All authors helped to conceive and plan the study and prepared and approved the final manuscript. FS conducted the data collection and produced the first draft of the final manuscript. SR conducted the analyses. VL and RZ supervised the data collection. SV set the tables and carefully read the final version of the manuscript. OO formalized the rationale for the study, led on the interpretation of findings, and revised the final version of the manuscript.
The authors declare that the research was conducted in the absence of any commercial or financial relationships that could be construed as a potential conflict of interest.
We thank all of the participants in this study. Grateful thanks are also extended to the clinicians that participated in this study for their constructive comments on this research: Dr. Alessandro Grispini, Dr. Giuseppe Martini, Dr. Roberto Bartolini, Dr. Luigi Ippedico, Dr. Angelo Codispoti (Rome); Dr. Renato Certosino, Dr. Fausto Russo, Dr. Franca Marzella (Frosinone); Dr. Maria Grazia Manfredonia (Viterbo); Dr. Raffaella Zanardi (Milan).
1As stated by Brown et al. (1995), despite their equivalent assessment of severity of depression, the BDI and the HAMD emphasize different dimensions of depression. Schneibel et al. (2012) stress that they should be regarded as two complementary rather than redundant or competing measures: While the HAMD accentuates somatic and behavioral symptoms of depression, the BDI emphasizes the subjective experience of depression; they also suggest using both instruments, particularly for more severely disturbed individuals.
2Westen and Shedler (1999b) found that a large number of patients—over 20% of the total sample—were included in the SWAP-200 Dysphoric Q-Factor. Performing a Q-analysis procedure, they were able to identify five subgroups of patients labeled as follows: (1) Dysphoric: avoidant; (2) Dysphoric: High functioning depressive; (3) Dysphoric: Emotionally dysregulated; (4) Dysphoric: Dependent-masochistic; (5) Dysphoric: Hostile-externalizing. Moreover, investigating the convergent validity of the SWAP-200 Dysphoric Q-factor, Diener and Hinselroth (2004) found several significant correlations between the Dysphoric Q-factor and a number of the clinician ratings of depressive symptomatology.
3Similarly to Desmet et al. (2006)'s results, this finding raises the question whether self-criticism and BDI-II include items that overlap and doesn't support the hypothesis that dependency is specifically associated with the somatic dimension of BDI-II.

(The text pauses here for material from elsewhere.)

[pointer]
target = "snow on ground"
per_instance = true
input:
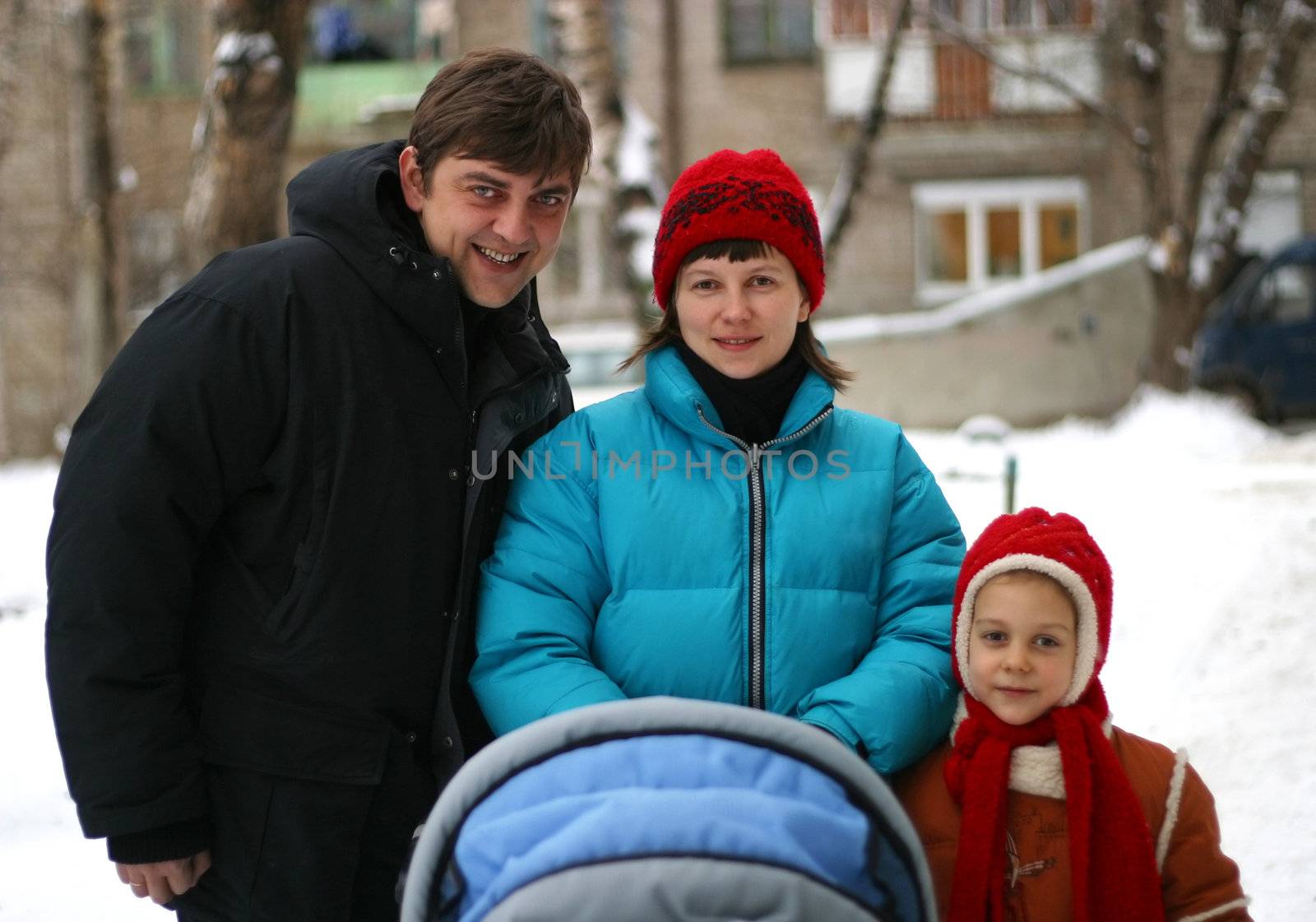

4In the recruiting phase we excluded only the bipolar patients within the depressive disorders spectrum. We are aware that this criterion could present possible risks. However, in our opinion the assessment of the unipolar patient—in particular in the midst of a depressive episode—should not present particular problems in terms of reliability. In other words, personality assessment and psychiatric disorders, when not delusional or in the acute phase, are not incompatible (see, for example, Lingiardi and McWilliams, 2015).